Die Juristin winkte dem 83-jährigen Rentner freundlich von ihrem Fahrrad aus zu und genoss es wieder einmal, in Grünwald zu leben. Hier wusste einfach jeder über alles Bescheid, aber das störte sie keineswegs – im Gegenteil, sie war glücklich, sich in diesem Ort als Teil einer großen Familie zu sehen. Von hier wegzuziehen, käme für sie nie infrage – die Anwältin lebte in einer Idylle, wie sie anderswo nur schwer zu finden war. So liebte sie es beispielsweise, frühmorgens, wenn noch alles schlief, durch den malerischen Ort zu joggen und anschließend fit und erfrischt in den Tag zu starten.

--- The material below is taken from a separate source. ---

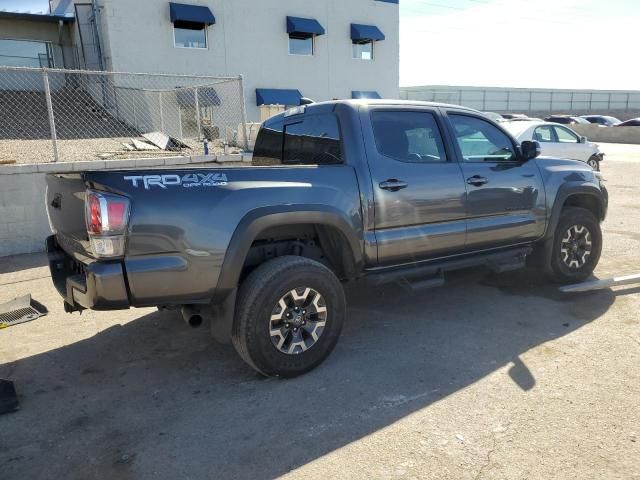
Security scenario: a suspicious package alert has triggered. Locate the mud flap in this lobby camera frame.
[211,288,238,344]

Schnell radelte sie noch das letzte Stück bis zum Marktplatz, wo an diesem Samstag ein gemeinnütziger Bücherflohmarkt stattfand. Als Mitorganisatorin war es ihr natürlich ein besonderes Bedürfnis gewesen, ebenfalls ein paar ihrer Romane beizusteuern, um damit Geld für Kinder in Not zu sammeln.
Schwungvoll stieg Kerstin direkt vor den aufgebauten Tischen ab und zupfte sich ihre haselnussbraunen Locken zurecht, die vom Fahrtwind etwas in Mitleidenschaft gezogen worden waren. Anschließend schnappte sie sich den Bücherstapel aus ihrem Fahrradkorb.
»Guten Morgen, Frau Bruckberger! Ein herrlicher Tag heute, finden Sie nicht?«
Alexandra Schubert blickte sie strahlend an. Die Freundin von Grünwalds beliebtem Allgemeinmediziner war gerade dabei, eine beachtliche Menge an Büchern für den Verkauf auszubreiten.
Lächelnd erwiderte Kerstin: »Ja, das ist wahr. Wir haben wirklich Glück mit dem Wetter!«
Die Frau genoss es, dass ihre Freizeit in der kleinen Gemeinde eine willkommene Abwechslung zu ihrem sonst so stressigen Berufsalltag bot. Nicht, dass sie sich beschwert hätte – sie hatte immerhin hart für ihre Karriere gearbeitet. Mit Mitte dreißig in der örtlichen Presse als »Münchens Staranwältin« betitelt zu werden, machte sie mächtig stolz. Kerstin war froh darüber, dass sich das harte Studium und die vielen Überstunden nun endlich bezahlt machten.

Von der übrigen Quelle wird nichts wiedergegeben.